Unveiling the Surge in Bankruptcy Filings in 2023: Implications and Tax Considerations

The year 2023 has witnessed a remarkable upsurge in bankruptcy filings, indicating a concerning trend. January and February alone recorded substantial increases of 19% and 18%, respectively, compared to the same months in the previous year. This persistent rise in bankruptcy filings reflects the growing economic difficulties faced by households and businesses. Experts attribute this trend to inflation and supply chain disruptions, which are expected to persist and contribute to the continued increase in bankruptcy filings.

During times of economic uncertainty, tax professionals often receive numerous inquiries regarding the consequences of debt workouts and restructurings, particularly with regards to cancellation-of-debt (COD) income. The occurrence of COD income hinges on various circumstances, including debt modification, equity issuance, discounted debt acquisition, satisfaction of debt through contingent value rights, discharge of debt within or outside bankruptcy, and asset foreclosure.
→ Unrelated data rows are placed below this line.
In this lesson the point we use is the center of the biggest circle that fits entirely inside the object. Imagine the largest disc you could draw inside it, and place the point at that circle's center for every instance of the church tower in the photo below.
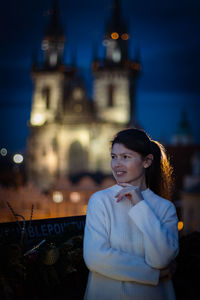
(69, 133)
(116, 74)
(61, 113)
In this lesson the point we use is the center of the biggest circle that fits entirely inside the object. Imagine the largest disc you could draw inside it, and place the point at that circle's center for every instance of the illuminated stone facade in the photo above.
(69, 133)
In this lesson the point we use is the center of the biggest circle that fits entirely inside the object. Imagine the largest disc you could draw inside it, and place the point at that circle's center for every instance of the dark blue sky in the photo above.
(167, 33)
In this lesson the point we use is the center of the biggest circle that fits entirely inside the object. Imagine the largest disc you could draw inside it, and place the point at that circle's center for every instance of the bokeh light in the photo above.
(18, 158)
(3, 151)
(57, 197)
(180, 225)
(114, 35)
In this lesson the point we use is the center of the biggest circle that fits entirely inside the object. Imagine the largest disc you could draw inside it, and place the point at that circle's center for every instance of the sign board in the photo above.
(37, 229)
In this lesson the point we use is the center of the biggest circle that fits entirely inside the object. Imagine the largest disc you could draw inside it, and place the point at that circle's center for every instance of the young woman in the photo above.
(131, 231)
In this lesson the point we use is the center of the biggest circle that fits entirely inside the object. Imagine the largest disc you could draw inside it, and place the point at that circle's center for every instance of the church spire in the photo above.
(54, 39)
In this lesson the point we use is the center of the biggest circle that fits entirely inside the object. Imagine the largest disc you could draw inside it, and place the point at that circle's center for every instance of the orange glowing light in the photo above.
(135, 66)
(125, 36)
(180, 225)
(114, 35)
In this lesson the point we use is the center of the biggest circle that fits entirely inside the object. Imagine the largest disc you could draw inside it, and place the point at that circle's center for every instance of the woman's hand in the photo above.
(133, 193)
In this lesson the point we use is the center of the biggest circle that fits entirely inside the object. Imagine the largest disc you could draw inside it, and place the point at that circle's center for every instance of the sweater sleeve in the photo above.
(160, 235)
(101, 258)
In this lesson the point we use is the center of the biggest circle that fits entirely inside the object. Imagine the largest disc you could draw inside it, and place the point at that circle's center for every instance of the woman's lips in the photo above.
(120, 173)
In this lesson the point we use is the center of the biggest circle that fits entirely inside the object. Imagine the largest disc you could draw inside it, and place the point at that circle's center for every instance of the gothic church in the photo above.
(69, 133)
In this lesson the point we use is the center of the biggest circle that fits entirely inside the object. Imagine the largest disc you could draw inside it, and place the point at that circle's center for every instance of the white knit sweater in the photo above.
(125, 246)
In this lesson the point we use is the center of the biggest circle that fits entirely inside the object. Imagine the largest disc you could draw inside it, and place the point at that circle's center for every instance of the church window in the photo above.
(46, 96)
(110, 95)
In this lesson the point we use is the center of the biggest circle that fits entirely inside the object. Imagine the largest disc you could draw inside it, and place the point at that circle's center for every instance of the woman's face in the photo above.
(128, 166)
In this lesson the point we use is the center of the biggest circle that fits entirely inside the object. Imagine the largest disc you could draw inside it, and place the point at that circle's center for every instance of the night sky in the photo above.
(166, 32)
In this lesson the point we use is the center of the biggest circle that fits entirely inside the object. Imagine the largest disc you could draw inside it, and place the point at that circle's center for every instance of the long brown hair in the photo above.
(159, 176)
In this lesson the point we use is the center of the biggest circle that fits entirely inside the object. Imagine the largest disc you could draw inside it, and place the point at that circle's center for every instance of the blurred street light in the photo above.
(18, 158)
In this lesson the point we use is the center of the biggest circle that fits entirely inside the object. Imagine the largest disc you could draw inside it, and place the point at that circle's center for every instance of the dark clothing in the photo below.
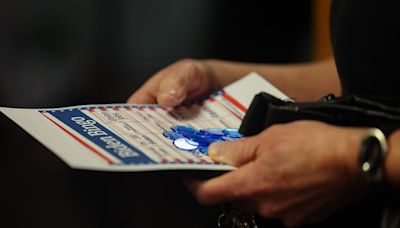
(366, 44)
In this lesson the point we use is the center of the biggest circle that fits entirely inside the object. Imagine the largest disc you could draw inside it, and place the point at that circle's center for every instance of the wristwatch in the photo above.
(372, 155)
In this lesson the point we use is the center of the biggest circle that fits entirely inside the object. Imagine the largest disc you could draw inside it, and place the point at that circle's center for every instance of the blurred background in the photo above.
(69, 52)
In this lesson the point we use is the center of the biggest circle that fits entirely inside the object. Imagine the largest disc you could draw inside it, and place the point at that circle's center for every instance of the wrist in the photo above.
(392, 162)
(348, 152)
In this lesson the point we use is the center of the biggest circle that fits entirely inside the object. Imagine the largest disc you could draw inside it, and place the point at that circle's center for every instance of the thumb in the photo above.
(236, 153)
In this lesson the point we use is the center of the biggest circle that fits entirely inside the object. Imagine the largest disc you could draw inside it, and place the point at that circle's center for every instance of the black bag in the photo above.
(266, 110)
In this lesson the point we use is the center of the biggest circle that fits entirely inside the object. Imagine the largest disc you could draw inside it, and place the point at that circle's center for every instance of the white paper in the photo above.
(125, 137)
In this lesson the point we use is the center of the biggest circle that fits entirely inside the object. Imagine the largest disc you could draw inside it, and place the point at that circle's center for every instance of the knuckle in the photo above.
(270, 210)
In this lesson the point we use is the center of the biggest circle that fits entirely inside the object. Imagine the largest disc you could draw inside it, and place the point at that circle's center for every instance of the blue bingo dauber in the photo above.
(187, 138)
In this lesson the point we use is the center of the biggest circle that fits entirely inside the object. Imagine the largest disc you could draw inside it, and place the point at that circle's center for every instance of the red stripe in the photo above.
(234, 102)
(81, 141)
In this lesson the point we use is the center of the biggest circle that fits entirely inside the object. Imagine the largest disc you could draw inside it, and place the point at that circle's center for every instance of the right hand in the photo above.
(182, 80)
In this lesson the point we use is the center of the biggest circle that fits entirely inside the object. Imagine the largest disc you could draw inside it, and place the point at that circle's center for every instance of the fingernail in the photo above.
(214, 151)
(171, 97)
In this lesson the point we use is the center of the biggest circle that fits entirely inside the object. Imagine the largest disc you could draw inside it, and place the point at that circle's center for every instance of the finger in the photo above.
(184, 80)
(147, 93)
(232, 186)
(142, 97)
(234, 153)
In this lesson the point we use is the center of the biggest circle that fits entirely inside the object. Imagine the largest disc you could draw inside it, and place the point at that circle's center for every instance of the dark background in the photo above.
(71, 52)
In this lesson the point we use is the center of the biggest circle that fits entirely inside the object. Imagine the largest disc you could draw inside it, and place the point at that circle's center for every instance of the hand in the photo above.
(298, 172)
(182, 80)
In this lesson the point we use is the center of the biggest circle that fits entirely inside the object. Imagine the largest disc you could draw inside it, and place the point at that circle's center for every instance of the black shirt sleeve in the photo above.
(366, 44)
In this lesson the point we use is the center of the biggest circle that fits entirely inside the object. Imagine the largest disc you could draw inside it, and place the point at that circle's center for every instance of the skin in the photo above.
(295, 172)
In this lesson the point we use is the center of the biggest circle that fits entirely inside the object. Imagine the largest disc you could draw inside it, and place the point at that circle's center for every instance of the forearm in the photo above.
(392, 163)
(303, 82)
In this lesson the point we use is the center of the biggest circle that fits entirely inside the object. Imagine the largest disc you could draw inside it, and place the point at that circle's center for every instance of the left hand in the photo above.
(299, 172)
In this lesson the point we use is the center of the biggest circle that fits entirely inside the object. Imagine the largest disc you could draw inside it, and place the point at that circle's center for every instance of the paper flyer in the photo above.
(129, 137)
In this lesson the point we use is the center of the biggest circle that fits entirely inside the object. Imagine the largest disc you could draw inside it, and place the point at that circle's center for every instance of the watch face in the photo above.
(372, 153)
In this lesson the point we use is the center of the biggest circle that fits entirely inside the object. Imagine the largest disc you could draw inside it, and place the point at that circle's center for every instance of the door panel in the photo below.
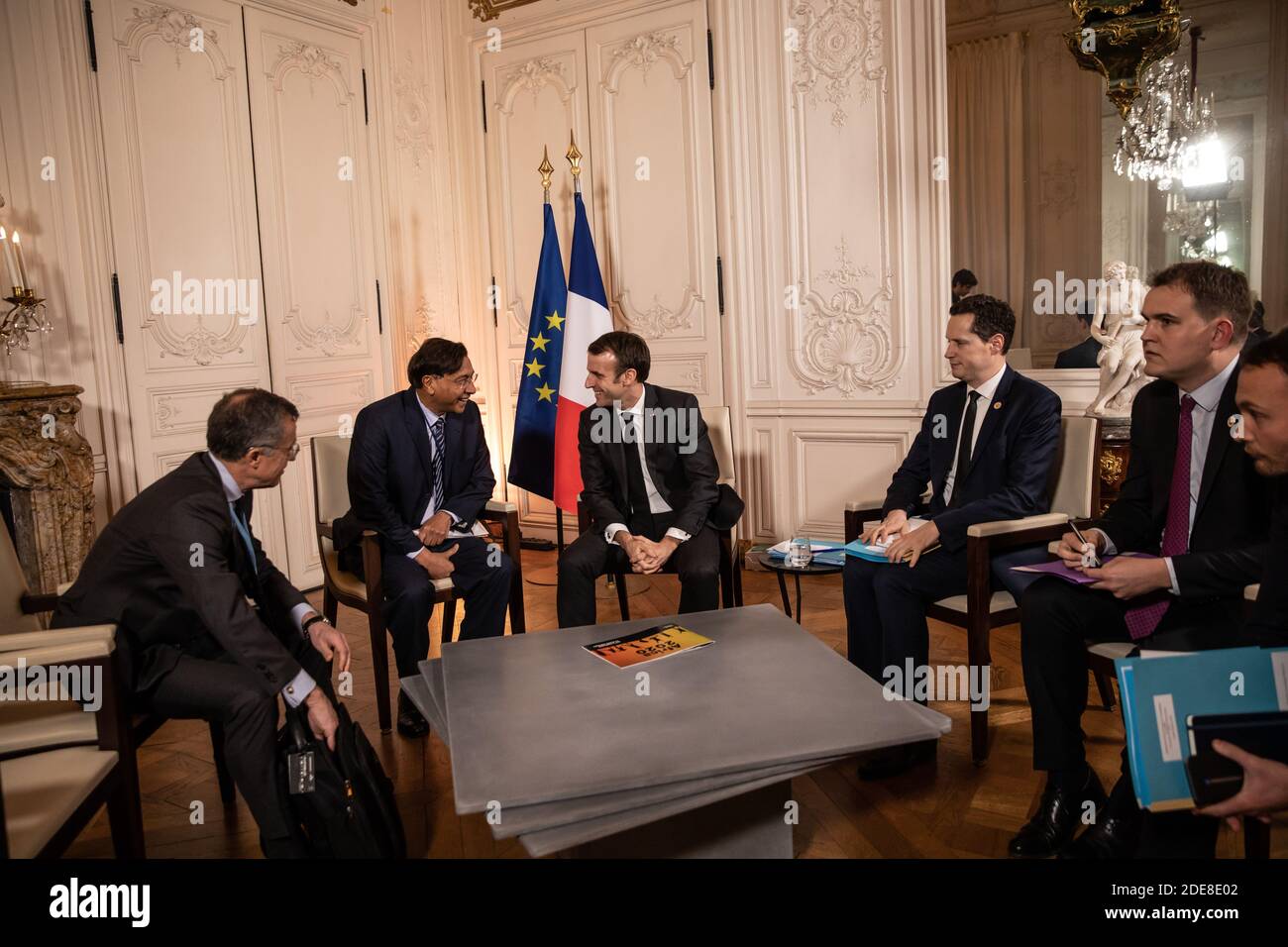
(180, 183)
(314, 179)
By default, COD income is generally taxable under Section 61 of the Internal Revenue Code (IRC), unless explicitly excluded under tax law. Fortunately, Section 108 of the IRC provides certain cases where COD income may be partially or entirely excluded from taxation. This article will delve into two exclusions available for COD income: the bankruptcy exclusion and the insolvency exclusion.

Under the bankruptcy exclusion, COD income resulting from the discharge of debt in a bankruptcy proceeding can be excluded from taxable income. This exclusion serves as a relief for individuals and businesses that have sought bankruptcy protection to alleviate their financial burdens. However, it is important to note that this exclusion does not apply to COD income arising from debt modifications or other circumstances unrelated to the discharge in bankruptcy.

The insolvency exclusion provides another avenue for excluding COD income from taxation. This exclusion applies to taxpayers who are insolvent immediately before the discharge of debt. Insolvency refers to a situation where an individual or business's total liabilities exceed the fair market value of their assets. In such cases, the amount of COD income that can be excluded is limited to the extent of insolvency. For a partnership, the insolvency is determined at the partner level and the exclusion is made at the partner level rather than the partnership level.

The exclusion of COD income under the bankruptcy or insolvency exclusion is generally a timing item, essentially deferring recognition of the income through a reduction in the taxpayer’s tax attributes (see Secs. 108(b) and 1017), including net operating losses, general business credit, capital loss carryovers, basis in property, foreign tax credit carryovers, etc.

As the surge in bankruptcy filings continues in 2023, individuals and businesses facing financial challenges should be aware of the tax implications of debt workouts and restructurings. While COD income is generally taxable, certain exclusions under Section 108 of the IRC offer relief for those undergoing bankruptcy or insolvency. Understanding these exclusions can help individuals and businesses mitigate their tax burdens during times of economic uncertainty and financial distress.